Web Framework Benchmarks Round 9 - osener
http://www.techempower.com/benchmarks/#section=data-r9
======
idlewan
Disclaimer: I'm the author of Nawak, so I'm pretty excited about this.

The Nimrod programming language is finally featured for the db tests (at least
on i7. Not sure what happened with ec2 and peak, as neither jester nor nawak
seem to appears in the results).

It fares pretty well when the database is involved.

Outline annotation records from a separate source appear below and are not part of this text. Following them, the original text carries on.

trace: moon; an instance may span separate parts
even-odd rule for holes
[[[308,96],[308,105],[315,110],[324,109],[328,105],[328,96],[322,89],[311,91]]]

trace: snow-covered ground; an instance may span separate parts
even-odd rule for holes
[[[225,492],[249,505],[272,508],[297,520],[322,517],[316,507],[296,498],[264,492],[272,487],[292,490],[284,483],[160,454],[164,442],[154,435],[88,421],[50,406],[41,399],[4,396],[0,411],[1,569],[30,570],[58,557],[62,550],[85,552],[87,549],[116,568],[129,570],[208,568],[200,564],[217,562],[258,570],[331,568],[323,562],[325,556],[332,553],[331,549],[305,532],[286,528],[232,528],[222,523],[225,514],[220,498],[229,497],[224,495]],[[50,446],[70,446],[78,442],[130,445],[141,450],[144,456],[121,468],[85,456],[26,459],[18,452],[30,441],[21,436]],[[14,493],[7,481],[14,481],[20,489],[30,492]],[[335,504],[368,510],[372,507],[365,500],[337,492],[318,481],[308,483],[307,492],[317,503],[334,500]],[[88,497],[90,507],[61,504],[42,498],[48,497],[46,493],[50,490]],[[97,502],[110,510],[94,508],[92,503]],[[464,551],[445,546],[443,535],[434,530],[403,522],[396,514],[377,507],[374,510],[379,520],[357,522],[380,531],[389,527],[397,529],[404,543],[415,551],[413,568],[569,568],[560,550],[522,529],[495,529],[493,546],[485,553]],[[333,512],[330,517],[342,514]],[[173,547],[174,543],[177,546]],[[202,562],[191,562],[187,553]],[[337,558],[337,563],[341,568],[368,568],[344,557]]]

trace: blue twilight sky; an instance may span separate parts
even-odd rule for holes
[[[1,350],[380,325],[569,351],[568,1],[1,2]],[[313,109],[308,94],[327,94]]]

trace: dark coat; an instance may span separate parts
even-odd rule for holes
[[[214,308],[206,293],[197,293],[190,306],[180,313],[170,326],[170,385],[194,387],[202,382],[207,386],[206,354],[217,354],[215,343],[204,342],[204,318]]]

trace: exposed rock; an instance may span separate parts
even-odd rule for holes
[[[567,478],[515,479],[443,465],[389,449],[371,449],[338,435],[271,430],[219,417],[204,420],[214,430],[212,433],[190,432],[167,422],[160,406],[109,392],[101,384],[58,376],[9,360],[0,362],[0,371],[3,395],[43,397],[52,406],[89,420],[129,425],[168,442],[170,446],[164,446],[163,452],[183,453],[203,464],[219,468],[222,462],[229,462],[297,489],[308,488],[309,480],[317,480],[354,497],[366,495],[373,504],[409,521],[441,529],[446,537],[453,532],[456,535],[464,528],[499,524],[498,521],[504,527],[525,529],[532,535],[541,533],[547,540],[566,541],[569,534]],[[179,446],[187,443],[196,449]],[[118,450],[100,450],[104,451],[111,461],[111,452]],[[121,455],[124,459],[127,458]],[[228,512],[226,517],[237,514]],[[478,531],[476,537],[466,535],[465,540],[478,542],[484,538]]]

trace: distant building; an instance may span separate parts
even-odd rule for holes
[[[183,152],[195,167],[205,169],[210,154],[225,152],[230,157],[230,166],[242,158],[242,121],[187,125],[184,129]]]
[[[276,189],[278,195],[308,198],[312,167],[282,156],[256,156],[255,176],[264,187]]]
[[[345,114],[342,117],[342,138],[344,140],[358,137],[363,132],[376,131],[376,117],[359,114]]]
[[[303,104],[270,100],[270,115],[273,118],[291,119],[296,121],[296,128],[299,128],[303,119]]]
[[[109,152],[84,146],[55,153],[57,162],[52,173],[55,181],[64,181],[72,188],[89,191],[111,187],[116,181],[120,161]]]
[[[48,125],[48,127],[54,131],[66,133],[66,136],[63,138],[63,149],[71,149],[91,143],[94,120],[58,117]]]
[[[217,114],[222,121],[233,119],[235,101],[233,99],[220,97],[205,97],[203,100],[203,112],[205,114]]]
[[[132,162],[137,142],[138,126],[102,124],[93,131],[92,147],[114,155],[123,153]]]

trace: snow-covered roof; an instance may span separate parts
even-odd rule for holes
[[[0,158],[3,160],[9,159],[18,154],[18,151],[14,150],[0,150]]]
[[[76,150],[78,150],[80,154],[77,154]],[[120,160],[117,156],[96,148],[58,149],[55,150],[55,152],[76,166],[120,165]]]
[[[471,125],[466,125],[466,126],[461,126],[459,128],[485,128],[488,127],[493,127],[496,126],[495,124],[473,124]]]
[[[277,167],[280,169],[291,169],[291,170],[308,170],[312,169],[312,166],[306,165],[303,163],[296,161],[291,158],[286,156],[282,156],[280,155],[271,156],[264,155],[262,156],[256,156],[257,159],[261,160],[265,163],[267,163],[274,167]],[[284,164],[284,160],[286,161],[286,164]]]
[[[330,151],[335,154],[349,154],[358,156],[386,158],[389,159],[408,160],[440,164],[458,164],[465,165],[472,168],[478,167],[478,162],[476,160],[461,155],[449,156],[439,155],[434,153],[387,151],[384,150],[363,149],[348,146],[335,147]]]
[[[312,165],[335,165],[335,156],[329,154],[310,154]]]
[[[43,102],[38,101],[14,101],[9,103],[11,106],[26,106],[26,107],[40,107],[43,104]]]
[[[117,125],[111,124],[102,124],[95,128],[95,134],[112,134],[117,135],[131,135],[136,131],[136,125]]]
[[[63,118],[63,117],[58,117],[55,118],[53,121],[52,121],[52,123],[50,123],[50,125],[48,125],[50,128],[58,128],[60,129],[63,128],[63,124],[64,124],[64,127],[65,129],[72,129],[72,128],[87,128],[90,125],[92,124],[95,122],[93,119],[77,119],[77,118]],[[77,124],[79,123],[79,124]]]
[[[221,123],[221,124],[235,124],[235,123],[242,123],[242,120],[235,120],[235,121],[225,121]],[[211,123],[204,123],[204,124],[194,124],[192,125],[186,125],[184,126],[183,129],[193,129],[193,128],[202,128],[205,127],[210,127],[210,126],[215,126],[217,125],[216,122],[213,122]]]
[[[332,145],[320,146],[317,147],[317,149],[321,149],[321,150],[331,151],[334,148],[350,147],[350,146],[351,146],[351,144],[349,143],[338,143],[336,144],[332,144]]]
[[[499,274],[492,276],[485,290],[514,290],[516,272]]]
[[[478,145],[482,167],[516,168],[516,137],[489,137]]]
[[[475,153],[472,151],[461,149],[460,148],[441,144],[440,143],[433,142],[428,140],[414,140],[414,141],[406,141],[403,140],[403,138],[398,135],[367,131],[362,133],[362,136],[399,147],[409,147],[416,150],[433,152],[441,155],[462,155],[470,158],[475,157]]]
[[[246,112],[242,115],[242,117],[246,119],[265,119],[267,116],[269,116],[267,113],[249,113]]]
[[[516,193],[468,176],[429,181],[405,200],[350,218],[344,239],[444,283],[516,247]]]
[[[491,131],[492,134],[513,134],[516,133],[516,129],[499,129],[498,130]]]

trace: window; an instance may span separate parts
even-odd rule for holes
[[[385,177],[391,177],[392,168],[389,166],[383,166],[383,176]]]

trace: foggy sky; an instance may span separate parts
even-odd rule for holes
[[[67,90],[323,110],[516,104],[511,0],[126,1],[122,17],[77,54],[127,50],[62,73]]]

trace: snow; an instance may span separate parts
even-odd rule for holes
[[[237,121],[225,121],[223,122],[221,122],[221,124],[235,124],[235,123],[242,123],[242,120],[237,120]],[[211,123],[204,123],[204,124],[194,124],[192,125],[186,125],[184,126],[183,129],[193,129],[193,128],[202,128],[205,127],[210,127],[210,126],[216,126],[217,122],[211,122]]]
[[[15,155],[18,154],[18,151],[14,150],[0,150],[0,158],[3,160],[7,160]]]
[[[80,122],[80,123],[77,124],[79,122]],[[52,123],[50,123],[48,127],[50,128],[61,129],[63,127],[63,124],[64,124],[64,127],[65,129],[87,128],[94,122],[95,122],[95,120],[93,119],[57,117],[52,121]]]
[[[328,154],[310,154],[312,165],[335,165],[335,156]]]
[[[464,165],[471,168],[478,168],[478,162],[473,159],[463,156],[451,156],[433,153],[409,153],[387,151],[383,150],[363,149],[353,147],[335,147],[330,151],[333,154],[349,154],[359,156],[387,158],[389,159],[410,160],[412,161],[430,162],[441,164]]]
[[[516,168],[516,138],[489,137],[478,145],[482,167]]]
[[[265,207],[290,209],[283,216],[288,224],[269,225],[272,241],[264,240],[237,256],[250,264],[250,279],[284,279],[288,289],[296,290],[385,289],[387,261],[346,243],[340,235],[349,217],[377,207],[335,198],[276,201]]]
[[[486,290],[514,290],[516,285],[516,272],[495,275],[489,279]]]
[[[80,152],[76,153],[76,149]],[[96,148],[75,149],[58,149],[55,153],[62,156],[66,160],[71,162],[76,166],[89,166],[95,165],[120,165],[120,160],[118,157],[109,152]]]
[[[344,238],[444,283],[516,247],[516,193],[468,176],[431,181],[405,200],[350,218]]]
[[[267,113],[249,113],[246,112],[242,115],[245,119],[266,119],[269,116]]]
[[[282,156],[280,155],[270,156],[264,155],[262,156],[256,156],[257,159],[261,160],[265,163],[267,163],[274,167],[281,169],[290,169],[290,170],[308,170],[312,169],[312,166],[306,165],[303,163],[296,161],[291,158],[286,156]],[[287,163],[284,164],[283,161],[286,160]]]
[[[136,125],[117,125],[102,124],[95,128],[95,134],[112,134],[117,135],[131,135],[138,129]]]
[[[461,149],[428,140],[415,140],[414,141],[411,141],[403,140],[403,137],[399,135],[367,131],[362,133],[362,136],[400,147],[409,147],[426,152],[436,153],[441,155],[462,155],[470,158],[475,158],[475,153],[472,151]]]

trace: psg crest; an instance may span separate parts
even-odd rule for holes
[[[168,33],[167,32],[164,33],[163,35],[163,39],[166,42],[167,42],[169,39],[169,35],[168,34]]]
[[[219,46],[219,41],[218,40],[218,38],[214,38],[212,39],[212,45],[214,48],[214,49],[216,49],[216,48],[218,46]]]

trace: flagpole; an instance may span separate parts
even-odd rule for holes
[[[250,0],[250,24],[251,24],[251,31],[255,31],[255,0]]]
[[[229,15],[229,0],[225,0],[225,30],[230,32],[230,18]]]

Look for the nawak micro-framework, in the top 10 both for fortunes:

[http://www.techempower.com/benchmarks/#section=data-r9&hw=i7...](http://www.techempower.com/benchmarks/#section=data-r9&hw=i7&test=fortune)

and updates:

[http://www.techempower.com/benchmarks/#section=data-r9&hw=i7...](http://www.techempower.com/benchmarks/#section=data-r9&hw=i7&test=update)
)

And there is room to grow. That micro-framework will not be the best for the
json or plaintext tests, but once the database needs to be involved, it is
trivial to add more concurrency: firing up more workers (1-3meg each in RAM)
acts as an effective database connection pool (1 database connection per
worker).

edit: Why should you care? Nawak
([https://github.com/idlewan/nawak](https://github.com/idlewan/nawak)) is a
clean micro-framework:

    
    
      import nawak_mongrel, strutils
    
      get "/":
          return response("Hello World!")
    
      get "/user/@username/?":
          return response("Hello $1!" % url_params.username)
      
      run()
    

Benchmark implementation in 100 lines here:
[https://github.com/TechEmpower/FrameworkBenchmarks/blob/mast...](https://github.com/TechEmpower/FrameworkBenchmarks/blob/master/nawak/nawak_app.nim)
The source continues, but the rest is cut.